The fact that people think it’s okay to help themselves to other people’s property is wrong

Cowboy said he was going to the new hardware store by Food City if I wanted to tag along. 
I jumped at the chance, and since we’d be right there, I told Badger to come with us. 
We had chili yesterday, so I figured I’d grab some hot dogs and we’d have chili and hot dogs today.

The new store was really nice, just pricey. 
But Cowboy still ordered a saw. 
I honestly don’t know why he thought he needed one or why he didn’t just go to Lowe’s.

While he was finishing up, Badger and I walked on to Food City.
Holy cow. 
Since when did hot dogs become nine dollars? 
Total sticker shock. 
The last time I bought any, the good ones were around two dollars.
Hot dogs used to be what poor people lived on because they were cheap. 
I didn’t get the good kind this time, and the not‑so‑tasty kind wasn’t much better. 
They used to be ninety‑nine cents, and now they’re nearly three dollars. 
We had our hot dogs and chili, but that’s a meal we probably won’t repeat.

I told Badger we’d check Walmart next time we’re out. 
Hot dogs can’t really be nine dollars a pack. 
Food City is always higher, and Knoxville is even more expensive than Jefferson City. 
We were only in Knoxville today because it was closer to the house

Once Cowboy headed off to work and the school traffic died down, Badger and I went out for a little walk.
 She glanced over at the spot where my five‑foot‑tall metal rooster stands, looked again, and said, “Someone stole Chanticleer.”
I’ll be doggone if my five‑foot‑tall metal rooster isn’t gone.
Well, his body is gone. 
They couldn’t get his legs out of the ground. 
Cowboy made sure he wasn’t going anywhere. 
Who steals a five‑foot‑tall metal rooster?
And the bigger question might be when it even happened

We hurried back inside, and I checked the cameras, but Cowboy’s junk car blocks the whole area where the rooster stood.
If he hadn’t parked it in the front yard, I would have had a perfect view of my poor rooster. 
I keep telling him that car needs to go. 
It’s never going to run, and I’m tired of it sitting there in my way. 
Let me jump ahead a bit.

After Cowboy called, I checked with him and confirmed he didn’t take the rooster down. 
He took our big windmill down for repairs last week, so I was hoping maybe he thought Chanticleer needed work too. 
But no. 
Someone actually walked off with my rooster.

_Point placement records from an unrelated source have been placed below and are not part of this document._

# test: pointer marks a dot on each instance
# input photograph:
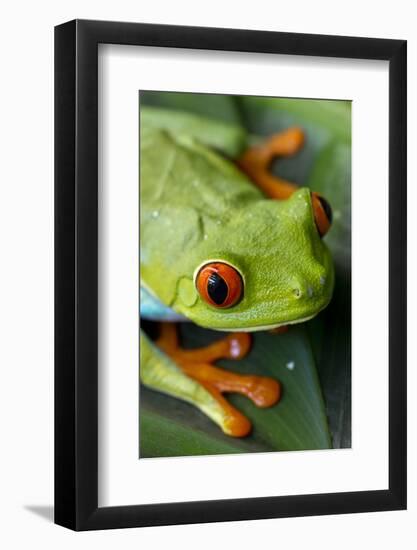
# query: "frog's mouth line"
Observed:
(259, 328)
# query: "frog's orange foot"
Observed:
(196, 363)
(256, 162)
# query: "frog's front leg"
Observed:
(256, 162)
(189, 375)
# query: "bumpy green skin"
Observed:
(196, 206)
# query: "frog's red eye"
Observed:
(322, 213)
(219, 284)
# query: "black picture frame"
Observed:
(76, 272)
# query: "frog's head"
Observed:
(263, 267)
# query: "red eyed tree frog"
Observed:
(228, 246)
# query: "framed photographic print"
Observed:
(230, 274)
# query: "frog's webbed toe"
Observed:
(197, 364)
(256, 162)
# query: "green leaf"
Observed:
(170, 427)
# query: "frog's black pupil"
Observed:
(217, 288)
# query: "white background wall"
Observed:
(26, 276)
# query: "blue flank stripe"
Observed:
(154, 310)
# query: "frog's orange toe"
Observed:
(265, 392)
(237, 425)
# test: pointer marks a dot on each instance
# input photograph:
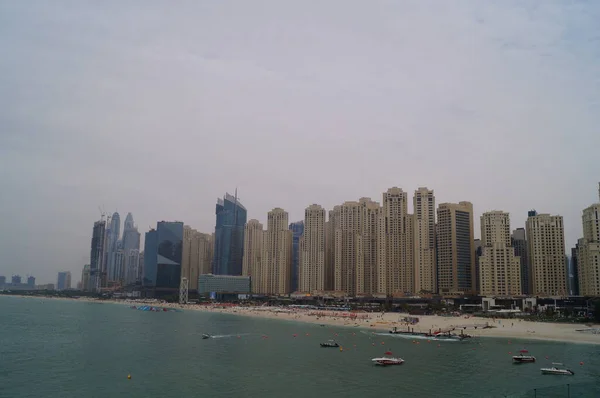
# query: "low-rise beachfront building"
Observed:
(227, 284)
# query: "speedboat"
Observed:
(330, 343)
(555, 370)
(387, 360)
(522, 357)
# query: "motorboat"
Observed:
(330, 343)
(387, 360)
(523, 357)
(555, 370)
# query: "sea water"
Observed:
(59, 349)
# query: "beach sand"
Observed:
(383, 322)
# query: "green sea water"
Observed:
(61, 349)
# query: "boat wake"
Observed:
(226, 336)
(413, 337)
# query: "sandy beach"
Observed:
(382, 322)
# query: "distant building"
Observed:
(223, 284)
(63, 281)
(277, 253)
(425, 272)
(97, 256)
(519, 243)
(588, 255)
(500, 272)
(252, 264)
(229, 236)
(478, 254)
(546, 255)
(575, 270)
(163, 254)
(457, 272)
(297, 229)
(309, 268)
(85, 279)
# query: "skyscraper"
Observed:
(229, 236)
(500, 269)
(163, 253)
(456, 249)
(196, 247)
(278, 252)
(253, 252)
(424, 240)
(346, 228)
(546, 255)
(169, 254)
(575, 269)
(367, 265)
(150, 259)
(312, 251)
(519, 243)
(85, 278)
(396, 260)
(112, 248)
(588, 254)
(97, 256)
(63, 281)
(297, 229)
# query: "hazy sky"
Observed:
(159, 107)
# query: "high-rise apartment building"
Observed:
(546, 255)
(63, 281)
(425, 272)
(85, 278)
(588, 254)
(518, 241)
(252, 264)
(367, 265)
(229, 236)
(113, 244)
(330, 225)
(150, 257)
(97, 256)
(190, 261)
(297, 229)
(456, 261)
(500, 271)
(311, 275)
(575, 269)
(278, 253)
(478, 254)
(395, 271)
(131, 264)
(346, 228)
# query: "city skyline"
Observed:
(494, 103)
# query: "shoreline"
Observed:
(378, 322)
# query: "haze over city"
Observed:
(158, 109)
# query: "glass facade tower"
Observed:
(229, 236)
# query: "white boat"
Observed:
(555, 370)
(387, 360)
(522, 357)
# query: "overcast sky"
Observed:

Badger and I got our little walk in, and I watched all the usual places where someone might toss a big metal rooster. 
No sign of Chanticleer anywhere. 
Badger even walked through the woods behind Farmer’s Daughter’s field. 
We always find things people have stolen and dumped back there, from Nerf guns to tricycles. 
But no rooster.
I may go back and look more carefully now that it’s confirmed he was actually stolen

Well, there’s nothing I can do now. 
He’s gone, and he’s not getting replaced. 
I’ll move the bird bath closer to the house and check on the rusty flamingos to make sure mom and baby are still standing. 
They can stay where they are. 
They’re so rusted at this point that if someone wants them, they’re welcome to them.

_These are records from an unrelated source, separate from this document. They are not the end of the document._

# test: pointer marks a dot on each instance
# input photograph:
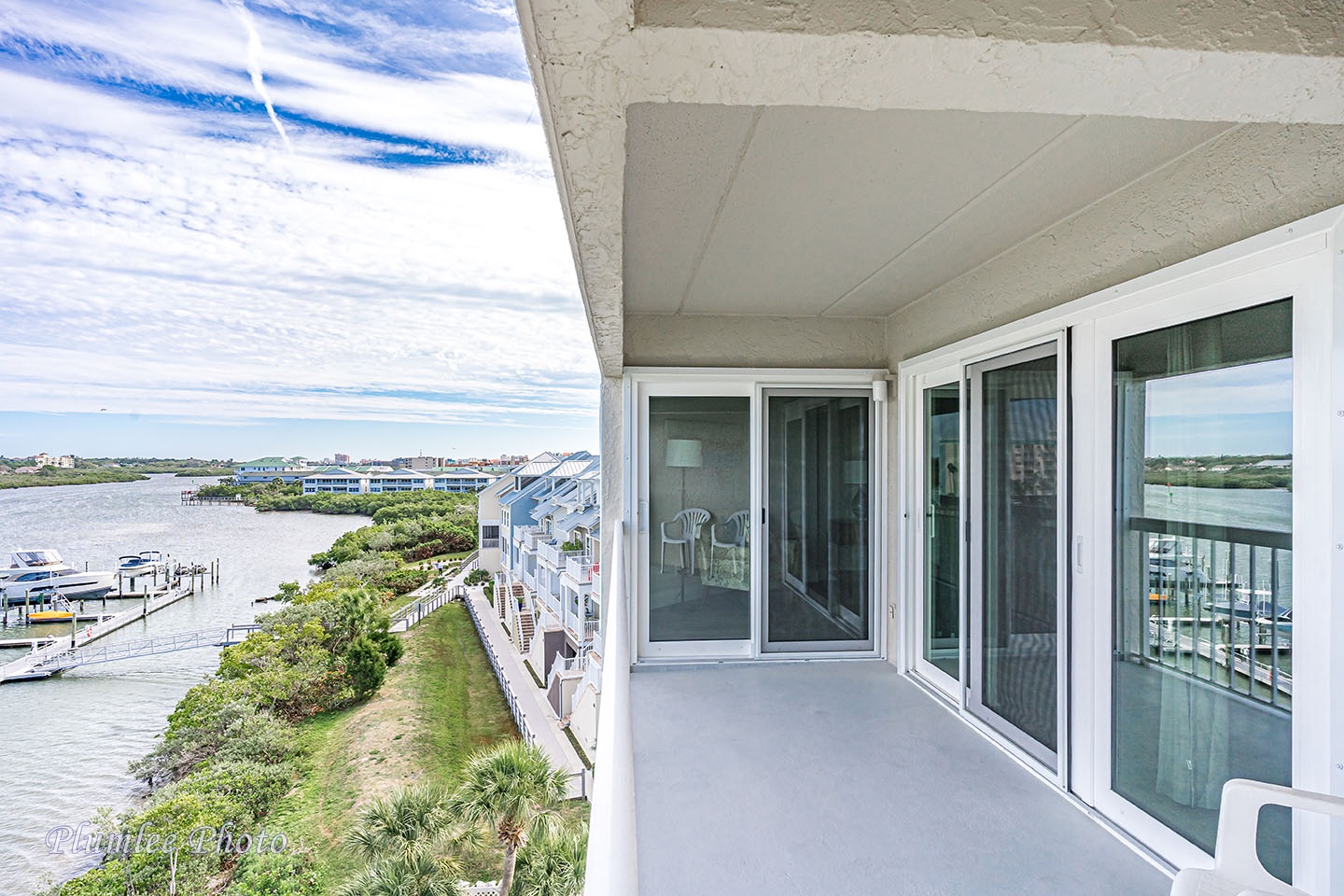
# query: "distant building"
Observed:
(418, 462)
(266, 469)
(336, 481)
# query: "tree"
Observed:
(402, 838)
(512, 791)
(364, 665)
(552, 865)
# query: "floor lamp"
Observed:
(686, 455)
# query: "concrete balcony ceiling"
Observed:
(914, 171)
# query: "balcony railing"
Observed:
(580, 568)
(1219, 606)
(613, 862)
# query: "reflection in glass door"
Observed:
(819, 529)
(1202, 675)
(699, 473)
(941, 611)
(1015, 565)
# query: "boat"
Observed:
(35, 577)
(50, 615)
(143, 563)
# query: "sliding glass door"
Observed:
(757, 526)
(819, 468)
(1016, 520)
(698, 598)
(1202, 670)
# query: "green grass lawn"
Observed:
(460, 704)
(440, 704)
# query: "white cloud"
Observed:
(165, 257)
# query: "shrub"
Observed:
(287, 874)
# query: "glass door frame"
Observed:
(1301, 281)
(945, 684)
(867, 647)
(699, 387)
(1053, 761)
(644, 382)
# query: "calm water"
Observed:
(69, 739)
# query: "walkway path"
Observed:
(535, 718)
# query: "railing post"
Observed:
(613, 859)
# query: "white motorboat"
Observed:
(144, 563)
(38, 575)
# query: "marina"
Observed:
(118, 709)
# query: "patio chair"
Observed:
(689, 523)
(1237, 869)
(735, 532)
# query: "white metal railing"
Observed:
(613, 862)
(580, 568)
(570, 664)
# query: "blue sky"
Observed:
(179, 277)
(1233, 410)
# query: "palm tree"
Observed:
(552, 865)
(512, 791)
(402, 837)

We’ve had Chanticleer for five years, and for at least three of those he stood guard by the front yard flower bed. 
He was close to the road, but still far enough back that anyone could see he was in my yard. 
With all my decorations around him, he was clearly not trash. 
And if the two railroad spikes holding his legs in the ground didn’t make that obvious, I don’t know what would. 
It just boggles the mind. 
Who steals a very large, very metal rooster?

We came home and settled into a full TV night. 
After our episode ended, we gave my desk area a quick cleaning.
KUB is coming at the crack of dawn to install our internet, so I’ll probably need to be up around 6:30 a.m.
It took both of us, but the desk area is completely cleaned now, and it didn’t take long at all. 

I think I’ll be heading to bed soon.